## Section3.1Opening Remarks

### Unit3.1.1Launch

The current plan is to discuss the memory hierarchy and how MMM allows data movement to be amortized. Maybe the following can be the opener for Week 3:

The inconvenient truth is that floating point computations can be performed very fast while bringing data in from main memory is relatively slow. How slow? On a typical architecture it takes two orders of magnitude more time to bring a floating point number in from main memory than it takes to compute with it.

The reason why main memory is slow is relatively simple: there is not enough room on a chip for the large memories that we are accustomed to, and hence they are off chip. The mere distance creates a latency for retrieving the data. This could then be offset by retrieving a lot of data simultaneously. Unfortunately there are inherent bandwidth limitations: there are only so many pins that can connect the central processing unit with main memory.

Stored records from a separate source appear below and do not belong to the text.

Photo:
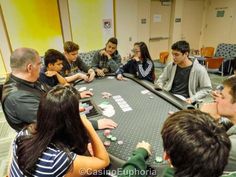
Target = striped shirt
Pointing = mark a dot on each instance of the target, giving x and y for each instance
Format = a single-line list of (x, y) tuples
[(53, 162)]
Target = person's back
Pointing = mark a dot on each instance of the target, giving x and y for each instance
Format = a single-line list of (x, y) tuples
[(55, 146), (22, 92), (194, 146)]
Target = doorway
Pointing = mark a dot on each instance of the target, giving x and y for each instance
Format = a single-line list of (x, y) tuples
[(160, 17)]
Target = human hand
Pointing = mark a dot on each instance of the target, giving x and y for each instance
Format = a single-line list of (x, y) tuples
[(90, 149), (100, 72), (145, 145), (120, 77), (105, 70), (50, 73), (91, 76), (86, 94), (136, 58), (216, 94), (106, 123), (189, 100), (212, 109)]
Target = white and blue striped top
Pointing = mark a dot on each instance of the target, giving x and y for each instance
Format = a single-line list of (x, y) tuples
[(53, 162)]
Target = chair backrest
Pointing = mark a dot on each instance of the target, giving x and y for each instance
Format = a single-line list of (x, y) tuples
[(87, 57), (207, 51), (164, 57), (214, 63)]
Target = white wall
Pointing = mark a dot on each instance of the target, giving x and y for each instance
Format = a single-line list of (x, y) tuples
[(126, 25)]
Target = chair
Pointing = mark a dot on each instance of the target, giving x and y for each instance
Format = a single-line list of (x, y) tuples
[(213, 65), (207, 51)]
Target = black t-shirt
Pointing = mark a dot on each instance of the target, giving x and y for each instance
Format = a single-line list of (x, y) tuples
[(180, 83)]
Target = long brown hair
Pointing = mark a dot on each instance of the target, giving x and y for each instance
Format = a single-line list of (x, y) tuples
[(58, 122)]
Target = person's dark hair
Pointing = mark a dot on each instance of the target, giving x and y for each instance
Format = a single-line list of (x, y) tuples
[(58, 123), (196, 145), (21, 57), (181, 46), (231, 83), (52, 55), (70, 46), (144, 51), (113, 40)]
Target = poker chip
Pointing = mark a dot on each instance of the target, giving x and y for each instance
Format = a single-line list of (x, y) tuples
[(107, 143), (113, 138), (158, 159), (106, 132), (120, 142), (109, 136)]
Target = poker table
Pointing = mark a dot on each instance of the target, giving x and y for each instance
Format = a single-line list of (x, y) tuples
[(149, 109)]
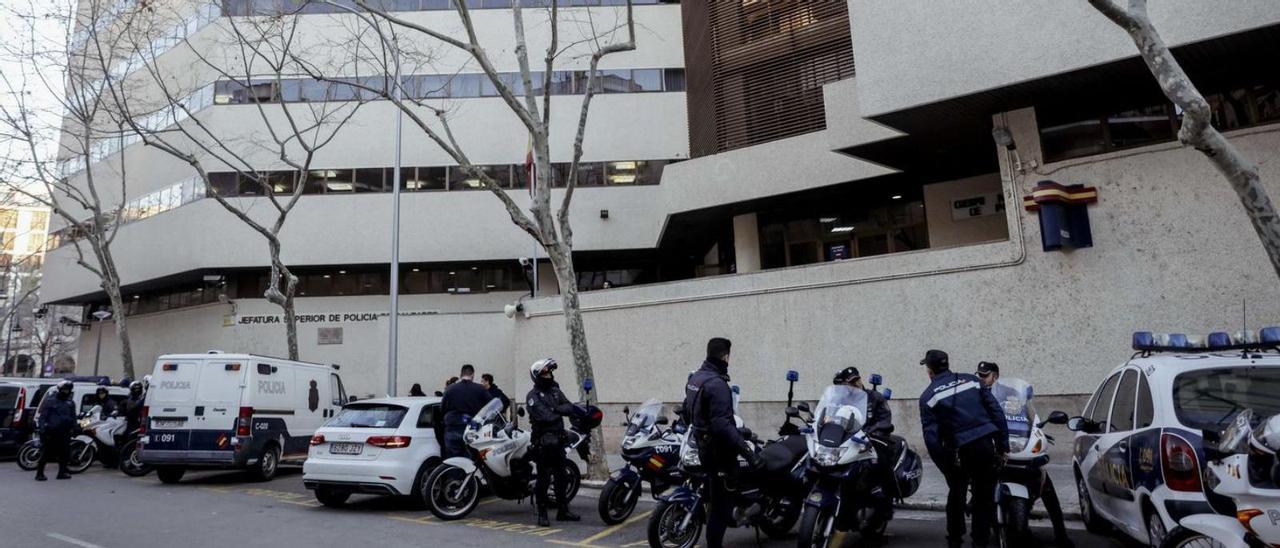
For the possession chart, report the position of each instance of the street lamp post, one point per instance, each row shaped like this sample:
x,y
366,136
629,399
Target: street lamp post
x,y
97,354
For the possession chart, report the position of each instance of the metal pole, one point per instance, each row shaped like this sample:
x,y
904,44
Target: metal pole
x,y
99,351
393,345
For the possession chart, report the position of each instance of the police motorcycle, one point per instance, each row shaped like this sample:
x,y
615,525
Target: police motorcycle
x,y
1242,480
768,498
652,455
848,492
1023,474
499,459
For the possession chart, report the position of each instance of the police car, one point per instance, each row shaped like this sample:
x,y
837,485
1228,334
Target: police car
x,y
1138,446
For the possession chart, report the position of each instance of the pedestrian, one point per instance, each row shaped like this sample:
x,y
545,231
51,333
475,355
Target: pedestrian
x,y
968,439
56,425
1020,424
547,411
462,401
487,382
709,407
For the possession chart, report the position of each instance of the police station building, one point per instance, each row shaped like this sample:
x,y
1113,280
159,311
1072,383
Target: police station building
x,y
826,183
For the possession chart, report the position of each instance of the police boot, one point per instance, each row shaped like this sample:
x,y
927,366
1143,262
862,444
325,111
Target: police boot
x,y
565,515
542,517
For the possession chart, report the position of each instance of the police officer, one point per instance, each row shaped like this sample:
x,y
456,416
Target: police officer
x,y
709,409
968,439
880,418
988,373
547,411
56,423
462,400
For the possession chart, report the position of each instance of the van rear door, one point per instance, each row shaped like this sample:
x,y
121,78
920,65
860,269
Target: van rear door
x,y
172,402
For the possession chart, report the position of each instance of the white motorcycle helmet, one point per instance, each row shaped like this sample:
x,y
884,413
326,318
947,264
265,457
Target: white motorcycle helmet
x,y
536,369
1266,435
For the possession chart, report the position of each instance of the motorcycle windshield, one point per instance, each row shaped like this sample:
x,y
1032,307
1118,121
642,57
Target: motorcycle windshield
x,y
489,412
644,418
1013,396
840,412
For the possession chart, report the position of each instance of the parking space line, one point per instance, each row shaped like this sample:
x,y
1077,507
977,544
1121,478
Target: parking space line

To overcome this limitation, a modern processor has a hierarchy of memories. We have already encountered the two extremes: registers and main memory. In between, there are smaller but faster {\em cache memories}. These cache memories are on-chip and hence do not carry the same latency as does main memory and also can achieve greater bandwidth. The hierarchical nature of these memories is often depicted as a pyramid as illustrated in Figure 3.1.1. To put things in perspective: We have discussed that the Haswell processor has sixteen vector processors that can store 64 double precision floating point numbers (doubles). Close to the CPU it has a 32Kbytes level-1 cache (L1 cache) that can thus store 4,096 doubles. Somewhat further it has a 256Kbytes level-2 cache (L2 cache) that can store 32,768 doubles. Further away yet, but still on chip, it has a 8Mbytes level-3 cache (L3 cache) that can hold 524,288 doubles.

###### Remark3.1.2

Since we compute with (sub)matrices, it is useful to have some idea of how big of a matrix one can fit in each of the layers of cache. Assume each element in the matrix is a double precision number, which requires 8 bytes. Assume each element in the matrix is a double precision number, which requires 8 bytes.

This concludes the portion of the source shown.